The Trump administration announced in fall 2017 it would wind down the DACA program, created by then-President Barack Obama in 2012 through an executive order after Congress failed to pass immigration reform. In announcing the change, then-Attorney General Jeff Sessions called DACA an “open-ended circumvention of immigration laws” created by an unconstitutional executive order.

Even though the latest court opinion was an incremental victory for Dreamers like Garcia, their fate continues to hang in the balance. The ruling is the latest in a string of court opinions siding with Dreamers, but the Justice Department has already turned to the Supreme Court, and its newly fortified conservative majority, for help. Even before the Ninth Circuit released its opinion, the Trump administration had asked the nation’s highest court to weigh in on three pending lawsuits. In February, the Supreme Court rejected another request by the Trump administration to leapfrog lower federal courts.

The injunction, which allows current DACA recipients to submit renewal applications, was put in place in January by a lower federal court until lawsuits against the Trump administration work their way through the courts. Along with the plaintiffs represented by Garcia, the Trump administration faces lawsuits from the State of California and the University of California system whose president, Janet Napolitano, signed off on DACA as Obama’s Homeland Security secretary. In its opinion on Thursday, the Ninth Circuit panel noted the plaintiffs have some “likelihood of success” in their argument that the Trump administration’s decision to end DACA violates the Constitution’s equal protection clause.

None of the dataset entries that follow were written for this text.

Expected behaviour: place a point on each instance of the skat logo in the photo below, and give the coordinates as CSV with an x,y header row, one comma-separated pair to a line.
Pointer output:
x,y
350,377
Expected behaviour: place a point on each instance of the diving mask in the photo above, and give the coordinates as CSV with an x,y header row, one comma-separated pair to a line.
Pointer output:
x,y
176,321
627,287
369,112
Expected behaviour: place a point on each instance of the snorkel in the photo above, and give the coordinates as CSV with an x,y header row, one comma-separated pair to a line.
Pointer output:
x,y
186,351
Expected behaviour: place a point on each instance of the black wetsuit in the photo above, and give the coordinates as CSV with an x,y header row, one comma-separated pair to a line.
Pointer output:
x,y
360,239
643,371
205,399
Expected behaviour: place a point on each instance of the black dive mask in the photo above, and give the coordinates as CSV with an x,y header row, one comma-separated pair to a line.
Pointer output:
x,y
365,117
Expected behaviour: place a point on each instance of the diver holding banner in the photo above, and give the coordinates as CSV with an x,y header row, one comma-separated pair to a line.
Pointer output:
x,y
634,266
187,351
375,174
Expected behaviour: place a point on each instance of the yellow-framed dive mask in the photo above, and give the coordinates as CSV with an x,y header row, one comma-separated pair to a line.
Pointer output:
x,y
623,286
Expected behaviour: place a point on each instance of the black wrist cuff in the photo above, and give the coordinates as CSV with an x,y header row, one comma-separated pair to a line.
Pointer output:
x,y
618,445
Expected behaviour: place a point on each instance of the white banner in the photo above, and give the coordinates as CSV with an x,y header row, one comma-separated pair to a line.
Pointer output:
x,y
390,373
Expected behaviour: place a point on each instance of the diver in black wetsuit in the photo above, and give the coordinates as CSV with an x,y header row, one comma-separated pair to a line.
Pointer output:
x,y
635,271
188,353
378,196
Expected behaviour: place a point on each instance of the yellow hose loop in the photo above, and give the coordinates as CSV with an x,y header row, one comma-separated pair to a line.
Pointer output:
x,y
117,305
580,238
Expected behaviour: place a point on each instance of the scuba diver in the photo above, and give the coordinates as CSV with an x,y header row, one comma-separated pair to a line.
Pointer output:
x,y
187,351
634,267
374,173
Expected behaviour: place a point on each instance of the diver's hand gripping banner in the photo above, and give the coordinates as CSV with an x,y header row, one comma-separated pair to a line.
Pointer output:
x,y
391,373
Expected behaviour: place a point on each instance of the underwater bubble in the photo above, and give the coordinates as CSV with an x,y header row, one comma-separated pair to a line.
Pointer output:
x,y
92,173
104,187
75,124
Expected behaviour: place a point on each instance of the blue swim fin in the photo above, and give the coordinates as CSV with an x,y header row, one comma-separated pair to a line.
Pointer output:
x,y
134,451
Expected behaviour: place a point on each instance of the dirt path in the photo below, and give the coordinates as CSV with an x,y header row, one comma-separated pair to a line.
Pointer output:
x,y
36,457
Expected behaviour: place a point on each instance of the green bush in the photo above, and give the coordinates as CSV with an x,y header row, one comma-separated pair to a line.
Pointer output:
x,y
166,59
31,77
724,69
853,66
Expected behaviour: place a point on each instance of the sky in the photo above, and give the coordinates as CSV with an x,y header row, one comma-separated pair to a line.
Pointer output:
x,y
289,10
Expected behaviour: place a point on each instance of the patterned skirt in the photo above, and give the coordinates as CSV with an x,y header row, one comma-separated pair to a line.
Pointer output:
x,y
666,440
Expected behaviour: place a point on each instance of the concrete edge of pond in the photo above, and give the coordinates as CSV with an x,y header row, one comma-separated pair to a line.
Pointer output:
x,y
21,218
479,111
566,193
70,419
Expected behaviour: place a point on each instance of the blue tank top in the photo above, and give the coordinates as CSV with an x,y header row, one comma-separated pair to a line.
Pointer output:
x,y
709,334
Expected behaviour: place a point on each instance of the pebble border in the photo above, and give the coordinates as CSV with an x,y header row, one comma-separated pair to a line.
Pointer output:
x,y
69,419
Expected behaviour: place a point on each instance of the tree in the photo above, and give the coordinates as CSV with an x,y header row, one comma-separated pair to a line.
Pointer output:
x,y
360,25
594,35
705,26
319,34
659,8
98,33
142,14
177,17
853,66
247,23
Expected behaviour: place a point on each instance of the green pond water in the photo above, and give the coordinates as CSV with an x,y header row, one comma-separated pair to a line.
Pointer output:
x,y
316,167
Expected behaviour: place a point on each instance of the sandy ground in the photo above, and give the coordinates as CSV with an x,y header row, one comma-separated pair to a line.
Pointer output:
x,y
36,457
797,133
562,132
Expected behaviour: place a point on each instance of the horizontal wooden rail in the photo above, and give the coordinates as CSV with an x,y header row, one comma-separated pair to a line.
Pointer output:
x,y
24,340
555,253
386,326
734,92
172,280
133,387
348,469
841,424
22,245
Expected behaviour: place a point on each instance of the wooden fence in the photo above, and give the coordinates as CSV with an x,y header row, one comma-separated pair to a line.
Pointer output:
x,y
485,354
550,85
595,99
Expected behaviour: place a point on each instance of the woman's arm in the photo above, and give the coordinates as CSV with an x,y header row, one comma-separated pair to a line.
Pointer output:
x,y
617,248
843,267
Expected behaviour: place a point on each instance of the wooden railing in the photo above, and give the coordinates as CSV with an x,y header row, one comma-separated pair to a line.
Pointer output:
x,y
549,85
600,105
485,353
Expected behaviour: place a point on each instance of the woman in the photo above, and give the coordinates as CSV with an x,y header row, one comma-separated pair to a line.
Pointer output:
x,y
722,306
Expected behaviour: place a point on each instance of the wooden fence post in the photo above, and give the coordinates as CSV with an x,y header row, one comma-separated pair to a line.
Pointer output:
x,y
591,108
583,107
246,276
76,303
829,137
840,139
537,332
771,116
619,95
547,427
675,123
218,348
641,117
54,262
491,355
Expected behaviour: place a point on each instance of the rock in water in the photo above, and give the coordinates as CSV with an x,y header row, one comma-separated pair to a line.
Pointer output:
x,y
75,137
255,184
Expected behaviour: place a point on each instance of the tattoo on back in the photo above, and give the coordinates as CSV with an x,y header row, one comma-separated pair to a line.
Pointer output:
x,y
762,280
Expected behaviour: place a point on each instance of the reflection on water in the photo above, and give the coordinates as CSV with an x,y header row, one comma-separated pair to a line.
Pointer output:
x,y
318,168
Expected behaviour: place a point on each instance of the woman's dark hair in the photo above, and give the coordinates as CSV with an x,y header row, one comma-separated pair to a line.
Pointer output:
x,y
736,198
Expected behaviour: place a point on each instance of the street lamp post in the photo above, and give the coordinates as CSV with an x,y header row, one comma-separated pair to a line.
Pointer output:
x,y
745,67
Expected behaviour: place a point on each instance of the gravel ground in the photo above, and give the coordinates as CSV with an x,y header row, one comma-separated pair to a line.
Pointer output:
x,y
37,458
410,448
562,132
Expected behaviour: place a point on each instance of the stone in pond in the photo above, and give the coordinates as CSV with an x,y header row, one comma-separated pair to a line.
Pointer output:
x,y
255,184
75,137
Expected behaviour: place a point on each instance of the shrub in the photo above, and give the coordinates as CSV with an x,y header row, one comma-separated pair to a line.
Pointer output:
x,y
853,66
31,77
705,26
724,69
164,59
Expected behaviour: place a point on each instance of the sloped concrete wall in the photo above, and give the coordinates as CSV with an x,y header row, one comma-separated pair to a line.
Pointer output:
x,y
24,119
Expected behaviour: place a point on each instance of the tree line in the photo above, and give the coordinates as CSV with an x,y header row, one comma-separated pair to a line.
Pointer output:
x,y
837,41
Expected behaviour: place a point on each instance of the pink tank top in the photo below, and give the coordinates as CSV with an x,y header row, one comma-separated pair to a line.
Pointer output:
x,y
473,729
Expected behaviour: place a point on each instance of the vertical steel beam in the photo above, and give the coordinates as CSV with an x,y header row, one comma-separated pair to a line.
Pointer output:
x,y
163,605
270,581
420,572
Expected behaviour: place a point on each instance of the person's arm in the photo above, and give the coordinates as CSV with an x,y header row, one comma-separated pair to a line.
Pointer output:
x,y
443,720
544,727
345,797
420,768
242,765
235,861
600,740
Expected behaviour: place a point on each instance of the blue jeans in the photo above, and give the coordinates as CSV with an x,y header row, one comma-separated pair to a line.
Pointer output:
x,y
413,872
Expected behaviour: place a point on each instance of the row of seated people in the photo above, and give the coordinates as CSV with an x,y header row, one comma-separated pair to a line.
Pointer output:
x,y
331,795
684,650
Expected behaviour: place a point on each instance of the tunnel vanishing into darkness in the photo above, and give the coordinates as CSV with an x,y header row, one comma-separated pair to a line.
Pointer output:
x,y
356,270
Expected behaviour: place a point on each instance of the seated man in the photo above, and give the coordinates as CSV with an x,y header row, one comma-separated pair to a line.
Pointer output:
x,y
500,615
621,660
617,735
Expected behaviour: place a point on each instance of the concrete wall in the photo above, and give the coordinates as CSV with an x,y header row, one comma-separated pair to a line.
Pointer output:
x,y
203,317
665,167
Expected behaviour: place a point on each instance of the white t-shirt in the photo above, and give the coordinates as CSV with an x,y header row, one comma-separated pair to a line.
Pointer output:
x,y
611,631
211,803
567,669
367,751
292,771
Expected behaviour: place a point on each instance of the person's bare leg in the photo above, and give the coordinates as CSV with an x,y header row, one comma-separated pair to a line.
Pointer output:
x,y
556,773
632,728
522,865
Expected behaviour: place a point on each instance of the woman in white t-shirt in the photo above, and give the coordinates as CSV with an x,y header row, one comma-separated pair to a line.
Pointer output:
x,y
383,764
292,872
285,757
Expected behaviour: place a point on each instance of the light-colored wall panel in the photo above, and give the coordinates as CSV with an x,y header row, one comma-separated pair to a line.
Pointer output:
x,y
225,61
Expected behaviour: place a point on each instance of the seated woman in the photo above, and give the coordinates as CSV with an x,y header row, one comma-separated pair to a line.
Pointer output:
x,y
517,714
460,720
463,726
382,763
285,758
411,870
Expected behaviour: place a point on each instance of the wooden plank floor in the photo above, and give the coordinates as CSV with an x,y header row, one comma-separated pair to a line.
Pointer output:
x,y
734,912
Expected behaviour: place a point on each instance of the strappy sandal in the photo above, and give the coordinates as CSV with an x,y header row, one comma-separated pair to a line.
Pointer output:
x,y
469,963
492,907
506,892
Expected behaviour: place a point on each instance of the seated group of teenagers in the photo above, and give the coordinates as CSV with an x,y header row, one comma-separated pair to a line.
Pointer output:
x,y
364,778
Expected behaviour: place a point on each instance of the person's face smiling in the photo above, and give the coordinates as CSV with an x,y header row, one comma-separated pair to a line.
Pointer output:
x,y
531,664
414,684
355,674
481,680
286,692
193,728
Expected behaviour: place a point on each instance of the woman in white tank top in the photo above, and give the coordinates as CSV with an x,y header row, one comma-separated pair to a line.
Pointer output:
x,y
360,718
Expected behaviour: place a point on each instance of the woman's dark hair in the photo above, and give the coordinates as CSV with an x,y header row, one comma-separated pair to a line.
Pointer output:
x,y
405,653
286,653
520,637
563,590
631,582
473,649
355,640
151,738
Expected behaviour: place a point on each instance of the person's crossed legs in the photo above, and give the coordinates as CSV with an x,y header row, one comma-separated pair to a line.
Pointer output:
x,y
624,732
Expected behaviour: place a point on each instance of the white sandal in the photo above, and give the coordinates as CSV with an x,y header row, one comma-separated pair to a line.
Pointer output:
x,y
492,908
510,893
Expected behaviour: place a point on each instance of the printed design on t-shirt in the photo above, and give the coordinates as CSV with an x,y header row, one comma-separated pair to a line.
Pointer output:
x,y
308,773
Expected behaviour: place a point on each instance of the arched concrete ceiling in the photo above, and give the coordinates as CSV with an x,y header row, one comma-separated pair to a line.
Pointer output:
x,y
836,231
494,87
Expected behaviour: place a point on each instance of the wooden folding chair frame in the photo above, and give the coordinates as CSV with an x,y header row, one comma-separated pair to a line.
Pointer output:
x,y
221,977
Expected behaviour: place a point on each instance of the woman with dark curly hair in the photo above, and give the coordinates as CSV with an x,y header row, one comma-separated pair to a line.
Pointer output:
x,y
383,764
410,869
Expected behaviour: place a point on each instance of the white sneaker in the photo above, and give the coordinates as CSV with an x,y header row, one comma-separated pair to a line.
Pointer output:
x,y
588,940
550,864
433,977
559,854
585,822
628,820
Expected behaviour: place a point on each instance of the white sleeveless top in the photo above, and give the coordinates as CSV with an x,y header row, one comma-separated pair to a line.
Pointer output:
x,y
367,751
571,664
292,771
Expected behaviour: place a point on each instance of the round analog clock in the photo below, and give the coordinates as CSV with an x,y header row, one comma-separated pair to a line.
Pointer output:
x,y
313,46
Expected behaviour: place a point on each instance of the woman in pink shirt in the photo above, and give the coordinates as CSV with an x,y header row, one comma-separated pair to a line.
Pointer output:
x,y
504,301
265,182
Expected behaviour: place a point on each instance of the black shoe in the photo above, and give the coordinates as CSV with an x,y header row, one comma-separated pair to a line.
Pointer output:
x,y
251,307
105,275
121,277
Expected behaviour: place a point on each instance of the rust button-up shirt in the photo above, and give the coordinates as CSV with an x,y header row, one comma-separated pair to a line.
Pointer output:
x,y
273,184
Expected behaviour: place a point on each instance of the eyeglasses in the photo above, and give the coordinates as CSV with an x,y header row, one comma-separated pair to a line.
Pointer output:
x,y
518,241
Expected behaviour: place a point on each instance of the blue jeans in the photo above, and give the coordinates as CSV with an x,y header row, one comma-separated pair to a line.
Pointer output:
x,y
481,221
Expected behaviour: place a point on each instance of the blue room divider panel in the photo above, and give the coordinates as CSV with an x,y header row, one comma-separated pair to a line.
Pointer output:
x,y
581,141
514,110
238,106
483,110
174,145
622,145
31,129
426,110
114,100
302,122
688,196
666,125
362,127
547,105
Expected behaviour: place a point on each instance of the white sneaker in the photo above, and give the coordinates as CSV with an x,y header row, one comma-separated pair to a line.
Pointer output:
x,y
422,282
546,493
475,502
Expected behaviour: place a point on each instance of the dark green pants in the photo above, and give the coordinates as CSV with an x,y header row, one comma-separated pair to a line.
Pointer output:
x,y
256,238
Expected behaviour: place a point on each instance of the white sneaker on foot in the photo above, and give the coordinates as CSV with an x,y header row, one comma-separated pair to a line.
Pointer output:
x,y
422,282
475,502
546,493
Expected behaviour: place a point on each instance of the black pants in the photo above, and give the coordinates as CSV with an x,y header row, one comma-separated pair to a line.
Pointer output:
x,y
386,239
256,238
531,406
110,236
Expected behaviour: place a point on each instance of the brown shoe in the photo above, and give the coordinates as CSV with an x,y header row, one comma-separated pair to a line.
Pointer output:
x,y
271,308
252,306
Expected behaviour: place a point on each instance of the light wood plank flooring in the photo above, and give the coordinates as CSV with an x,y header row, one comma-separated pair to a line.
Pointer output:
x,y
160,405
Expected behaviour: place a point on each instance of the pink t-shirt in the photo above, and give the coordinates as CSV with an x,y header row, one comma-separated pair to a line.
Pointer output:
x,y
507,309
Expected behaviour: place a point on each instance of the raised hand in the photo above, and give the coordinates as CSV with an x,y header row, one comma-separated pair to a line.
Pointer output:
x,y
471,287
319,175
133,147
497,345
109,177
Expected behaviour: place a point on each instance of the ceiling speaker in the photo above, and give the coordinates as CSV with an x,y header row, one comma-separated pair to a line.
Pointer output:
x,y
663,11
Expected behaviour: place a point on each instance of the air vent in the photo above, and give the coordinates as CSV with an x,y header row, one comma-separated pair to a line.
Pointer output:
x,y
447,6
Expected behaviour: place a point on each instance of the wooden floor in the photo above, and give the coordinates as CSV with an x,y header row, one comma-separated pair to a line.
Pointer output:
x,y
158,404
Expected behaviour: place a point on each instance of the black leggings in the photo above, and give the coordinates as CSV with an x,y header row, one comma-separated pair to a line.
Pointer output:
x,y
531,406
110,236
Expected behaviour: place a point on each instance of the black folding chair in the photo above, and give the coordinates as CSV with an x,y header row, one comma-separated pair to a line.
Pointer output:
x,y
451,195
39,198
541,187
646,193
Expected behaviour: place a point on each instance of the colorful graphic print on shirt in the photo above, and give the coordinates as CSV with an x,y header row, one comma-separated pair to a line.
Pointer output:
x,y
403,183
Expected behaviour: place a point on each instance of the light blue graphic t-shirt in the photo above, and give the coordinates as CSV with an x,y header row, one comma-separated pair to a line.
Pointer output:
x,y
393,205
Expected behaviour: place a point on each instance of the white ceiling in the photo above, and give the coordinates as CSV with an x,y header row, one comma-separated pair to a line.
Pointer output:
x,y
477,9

Beyond California, U.S. district courts in New York and the District of Columbia have placed similar injunctions on the move to end DACA. And in a surprising move, a federal judge in Texas sided with Dreamers in August after a coalition of seven conservative states sued to end DACA.

Last week’s Ninth Circuit opinion brings the issue closer to the Supreme Court, however, since it’s the first time a federal appeals court has weighed in on the issue. As Dara Lind notes in Vox, the Supreme Court could move to settle the DACA debate by June.